В приемной уже ожидало несколько пациентов. Профессор заметил бедно одетую старушку с мальчиком-внуком. Время от времени они приходят в лечебницу,, хотя ни разу не заплатили за лекарство. У ребенка хроническое заболевание почек. Лимфатические сосуды тоже, очевидно, затронуты... Проходя мимо, профессор остановился и улыбнулся старушке и мальчику.

— Опять самочувствие ухудшилось?

— Ох, господин доктор, вот уже три дня, как ничего в рот не берет!.. И столько возни с этим ребенком, горе одно! Все равно, наверное, ему уже не поправиться, остались кожа да кости...

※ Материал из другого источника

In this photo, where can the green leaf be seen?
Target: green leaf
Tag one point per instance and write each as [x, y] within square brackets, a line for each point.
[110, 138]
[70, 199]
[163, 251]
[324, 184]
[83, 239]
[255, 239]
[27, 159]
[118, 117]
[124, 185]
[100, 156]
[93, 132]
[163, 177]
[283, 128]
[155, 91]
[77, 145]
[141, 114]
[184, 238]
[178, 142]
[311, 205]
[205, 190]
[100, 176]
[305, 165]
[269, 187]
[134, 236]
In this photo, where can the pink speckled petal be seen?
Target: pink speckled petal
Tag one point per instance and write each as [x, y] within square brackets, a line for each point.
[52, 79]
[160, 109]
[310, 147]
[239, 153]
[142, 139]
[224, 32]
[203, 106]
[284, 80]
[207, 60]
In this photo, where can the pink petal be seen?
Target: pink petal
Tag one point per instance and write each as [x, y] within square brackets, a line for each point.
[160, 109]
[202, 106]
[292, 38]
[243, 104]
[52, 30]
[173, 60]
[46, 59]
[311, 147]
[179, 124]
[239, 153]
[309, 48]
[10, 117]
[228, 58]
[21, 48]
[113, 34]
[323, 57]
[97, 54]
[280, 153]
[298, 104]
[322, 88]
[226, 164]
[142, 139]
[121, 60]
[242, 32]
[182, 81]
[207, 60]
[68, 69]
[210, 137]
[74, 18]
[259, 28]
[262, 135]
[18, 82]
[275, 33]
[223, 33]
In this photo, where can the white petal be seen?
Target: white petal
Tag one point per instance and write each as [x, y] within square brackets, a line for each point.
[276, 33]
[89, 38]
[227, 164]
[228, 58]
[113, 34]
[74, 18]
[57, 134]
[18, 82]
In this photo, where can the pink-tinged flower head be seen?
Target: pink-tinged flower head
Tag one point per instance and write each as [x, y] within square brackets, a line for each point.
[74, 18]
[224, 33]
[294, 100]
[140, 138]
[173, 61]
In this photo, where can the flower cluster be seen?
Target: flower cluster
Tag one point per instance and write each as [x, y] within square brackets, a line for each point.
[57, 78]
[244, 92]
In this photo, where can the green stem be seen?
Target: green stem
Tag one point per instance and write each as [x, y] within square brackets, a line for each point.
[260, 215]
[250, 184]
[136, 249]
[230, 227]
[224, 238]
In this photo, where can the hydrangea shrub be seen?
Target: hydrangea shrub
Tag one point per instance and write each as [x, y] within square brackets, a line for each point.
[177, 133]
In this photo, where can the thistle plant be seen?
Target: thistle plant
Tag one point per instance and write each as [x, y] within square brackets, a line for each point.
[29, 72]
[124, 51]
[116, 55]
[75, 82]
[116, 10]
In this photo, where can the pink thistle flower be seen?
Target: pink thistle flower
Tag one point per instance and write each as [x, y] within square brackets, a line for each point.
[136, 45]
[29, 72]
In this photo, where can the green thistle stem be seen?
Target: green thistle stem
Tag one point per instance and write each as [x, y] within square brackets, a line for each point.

Краем уха прислушиваясь к этим знакомым жалобам, профессор приказал сестре позвать Юмико. Юмико вошла в кабинет, готовая к уходу в колледж.

— Ты меня звал, папа?

Отец набирал в шприц какую-то жидкость.

— Сядь-ка сюда на минутку.

Девушка послушно расстегнула пуговку манжета и молча завернула рукав блузки. Рука у нее была тонкая, с белой гладкой, как будто прозрачной, кожей. Было что-то жалобное, хрупкое в этой недостаточно округлой, недостаточно упругой руке.

Отец, обвязав предплечье дочери резиновой трубкой фонендоскопа, ввел иглу в тонкую голубоватую вену, просвечивавшую в сгибе локтевого сустава. Брызнула темно-красная кровь, тонкой струйкой проникла в раствор и повисла в нем красной каплей.

Отец, нагнувшись над рукой дочери и плавно нажимая на шприц, тихо проговорил:

— Послушай, Юми, что, если бы ты недельку-другую побыла дома? Можно ведь отдохнуть немножко...

— Нельзя, папа! — испуганно-напряженным голосом ответила Юмико. Но вдруг в горле у нее защипало, и глаза затуманились слезами.